LANSING, Mich. (WLNS) — Hundreds of advocates and car crash survivors gathered at the capitol Tuesday to call for new laws that would help provide care to more than 7,000 crash survivors who lost their benefits after Michigan made changes to its no-fault law in 2019.
Advocates say that the situation has led to a care crisis that has led to people dying.
“I’m asking them to give us those benefits and all the things that we’re entitled to,” said Quinton Williams, who was in an auto accident 30 years ago. “I basically do have the care … But It’s limited care. I was in an auto accident, a T-bone that caused me to have a traumatic brain injury. Which I suffer from today.”
Advocates like him say the change to Michigan’s no-fault auto law back in 2019 cut reimbursement for at-home caregivers practically in half and restricted the time they work per week to 56 hours when most survivors need care 24 hours a day. Advocates blame those changes for at least 14 deaths, and for putting 14,000 at-home caregivers out of work.

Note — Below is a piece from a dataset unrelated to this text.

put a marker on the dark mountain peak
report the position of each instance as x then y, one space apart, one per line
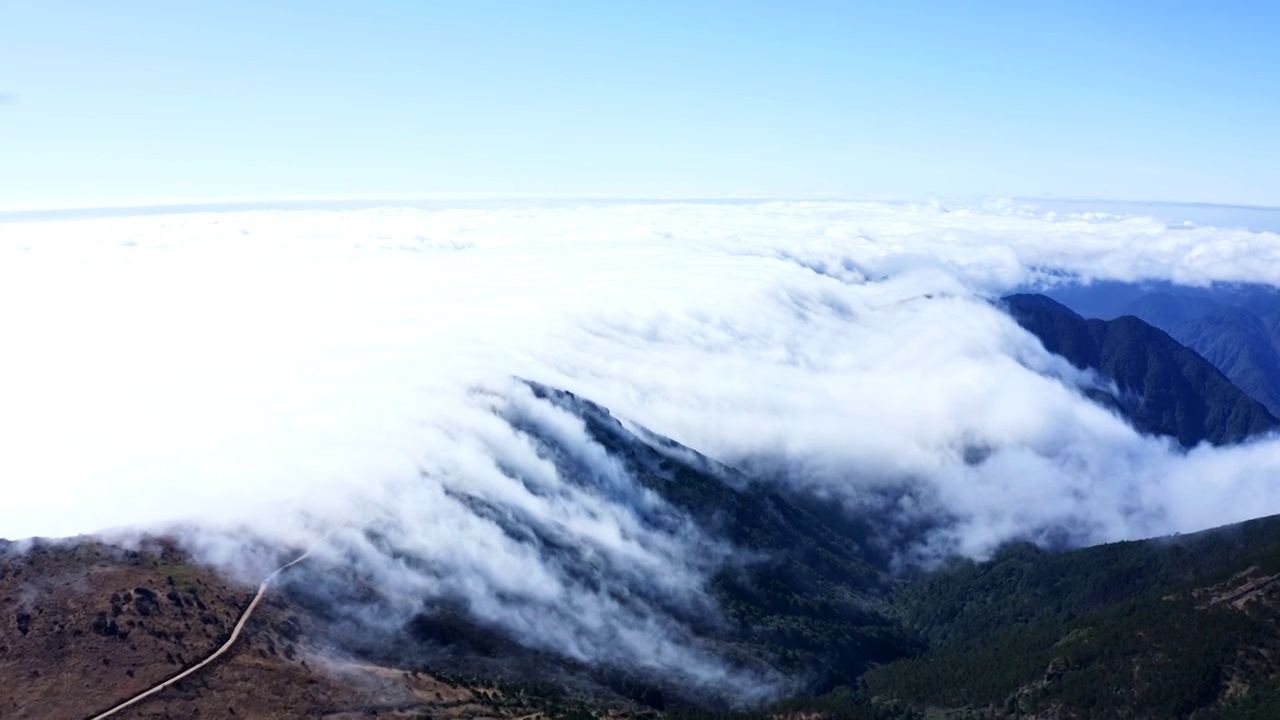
1032 302
1166 387
1164 309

Williams said he will never walk again, but it would mean a lot to him and other survivors to see the law standing on their side. Today’s rally brought out lawmakers who want to see a change.
Tuesday’s rally came after some lawmakers introduced two senate bills that will address the care crisis hundreds of auto crash victims are facing. The bills introduced last week will reimburse caregivers and extend the number of weekly hours they work.
People who support the 2019 changes to the law, including the insurance industry, say the current law not only helps cut down on what they call “over-charging” for health care… it made car insurance more affordable for everyone in Michigan.